MONTORIO. Tra il silenzio dei vicoli dai nomi romantici, oggi in parte transennati, e tra tante abitazioni chiuse e inagibili che raccontano del dramma del terremoto si può ammirare sul Colle di Montorio un angolo fatto di fiori, colori, murales, creazioni ricavate da materiale di riciclo, nato da fatica, fantasia e caparbietà. La fantasia di due donne del posto, Elvira Manilii, un’ assistente educativo-scolastica, e Maria Franca Sisti, un’assistente geriatrica, che hanno trasformato in un quadro impressionista quella che era la zona rossa di via Beretra, una delle più colpite dagli eventi sismici nel centro storico. Per scacciare la tristezza e il senso di smarrimento che il terremoto ha generato e per riprendersi i luoghi della propria vita e dei propri ricordi. «Nel 2009 siamo dovute uscire di casa per il pericolo di crollo degli edifici attigui alle nostre abitazioni», racconta Elvira, «e quando sono rientrata dopo un anno ho trovato una discarica a cielo aperto: ratti, erbacce, rifiuti. Non c’era nessuno, erano tutti sfollati e tutto era abbandonato. Per tirarmi su ho prima fatto richiesta al Comune che mi ha bonificato l’area e poi ho iniziato a dipingere i vasi e a posizionarli nelle vie con in mente un progetto ambizioso. Dopo è tornata anche Maria Franca che mi ha affiancato con entusiasmo in questa avventura».
E così, da dieci anni, le giornate delle due donne, al ritorno dal lavoro, scorrono negli stretti e caratteristici vicoli, tra lavori di giardinaggio, pittura, restauro e ricerca storica. Elvira e Maria Franca hanno intonacato e imbiancato i muri della case inagibili e disabitate, ripulito quelli a mattoncini, riportato alla luce una scalinata panoramica, restaurato i vecchi portoni delle case e la facciata della chiesa di San Filippo, con l’aiuto di Rossella Di Marco, e hanno abbellito ogni angolo. Con panchine rosse come simbolo contro la violenza sulle donne, con grandi quadri dipinti da loro e da Elvira Facciolini e con creazioni realizzate a mano utilizzando vecchie cianfrusaglie. In ogni stagione e per ogni festa il tutto viene arricchito con un ulteriore addobbo a tema e con in itinere un progetto di riscoperta degli antichi mestieri e delle botteghe che animavano un tempo quella che era la zona più abitata di Montorio.

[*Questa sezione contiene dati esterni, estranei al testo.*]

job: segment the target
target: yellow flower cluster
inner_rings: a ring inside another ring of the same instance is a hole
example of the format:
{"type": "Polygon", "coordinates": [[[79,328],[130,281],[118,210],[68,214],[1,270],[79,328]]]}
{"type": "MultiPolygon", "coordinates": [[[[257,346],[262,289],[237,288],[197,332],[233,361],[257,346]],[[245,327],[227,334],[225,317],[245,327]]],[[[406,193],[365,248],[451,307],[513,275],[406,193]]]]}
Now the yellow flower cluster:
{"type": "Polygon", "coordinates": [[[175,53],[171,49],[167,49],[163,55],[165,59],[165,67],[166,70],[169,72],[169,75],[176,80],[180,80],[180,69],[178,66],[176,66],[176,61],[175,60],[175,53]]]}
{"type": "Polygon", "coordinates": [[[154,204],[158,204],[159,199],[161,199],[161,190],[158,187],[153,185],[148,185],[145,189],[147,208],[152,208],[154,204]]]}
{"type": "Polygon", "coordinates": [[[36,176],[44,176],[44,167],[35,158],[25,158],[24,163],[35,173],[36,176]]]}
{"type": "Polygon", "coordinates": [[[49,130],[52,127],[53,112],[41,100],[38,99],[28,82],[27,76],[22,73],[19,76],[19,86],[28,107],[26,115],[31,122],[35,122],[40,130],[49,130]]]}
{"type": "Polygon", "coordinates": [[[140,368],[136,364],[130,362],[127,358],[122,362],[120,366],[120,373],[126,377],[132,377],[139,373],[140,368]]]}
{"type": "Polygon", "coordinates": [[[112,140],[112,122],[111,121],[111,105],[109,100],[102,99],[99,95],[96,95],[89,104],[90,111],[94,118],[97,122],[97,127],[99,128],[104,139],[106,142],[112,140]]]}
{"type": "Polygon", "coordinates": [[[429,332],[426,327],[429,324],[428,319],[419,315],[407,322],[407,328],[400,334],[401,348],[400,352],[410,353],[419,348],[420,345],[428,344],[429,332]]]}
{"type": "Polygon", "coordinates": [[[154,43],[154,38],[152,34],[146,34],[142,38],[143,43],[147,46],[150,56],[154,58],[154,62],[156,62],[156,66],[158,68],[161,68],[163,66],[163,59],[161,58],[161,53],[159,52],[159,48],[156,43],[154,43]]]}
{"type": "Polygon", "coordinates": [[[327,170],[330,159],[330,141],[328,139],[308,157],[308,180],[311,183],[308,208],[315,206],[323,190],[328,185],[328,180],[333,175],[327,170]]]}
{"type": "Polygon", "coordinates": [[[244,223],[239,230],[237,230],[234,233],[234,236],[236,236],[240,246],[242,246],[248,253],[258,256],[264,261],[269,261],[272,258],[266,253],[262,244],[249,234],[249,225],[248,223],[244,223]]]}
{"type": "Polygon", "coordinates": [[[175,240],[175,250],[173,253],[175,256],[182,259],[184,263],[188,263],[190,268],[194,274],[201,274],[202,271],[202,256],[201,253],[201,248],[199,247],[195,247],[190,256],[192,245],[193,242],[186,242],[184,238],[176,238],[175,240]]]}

Il pittore-ceramista Giovanni Tambara sta realizzando sul punto preciso dove sorgevano queste attività dei murales che parlano degli scorci di una vita che non c’è più. Elvira e Maria Franca si autosovvenzionano grazie anche alle offerte di denaro dei cittadini e a un mercatino con materiale di recupero reperito da Marinella, la figlia di Elvira. “Qua non si butta niente e tutto si trasforma», dice Maria Franca. «Le memorie storiche del paese ci hanno descritto tutte le attività artigianali che c’erano con i soprannomi che abbiamo inciso sui muri. Ringraziamo la generosità dei nostri concittadini e l’aiuto dell’assessore Diomira Nibid».
Tanti turisti visitano e apprezzano il posto incantato soprattutto dopo che uno scorcio è apparso su alcune pagine facebook e in un libro di viaggi. «All’inizio di questa avventura c’è chi ha scommesso che non ce l’avremmo fatta», concludono le due donne, «ma con tanto sudore e lavoro, legandoci come due sorelle, abbiamo riportato l’arcobaleno in un posto grigio».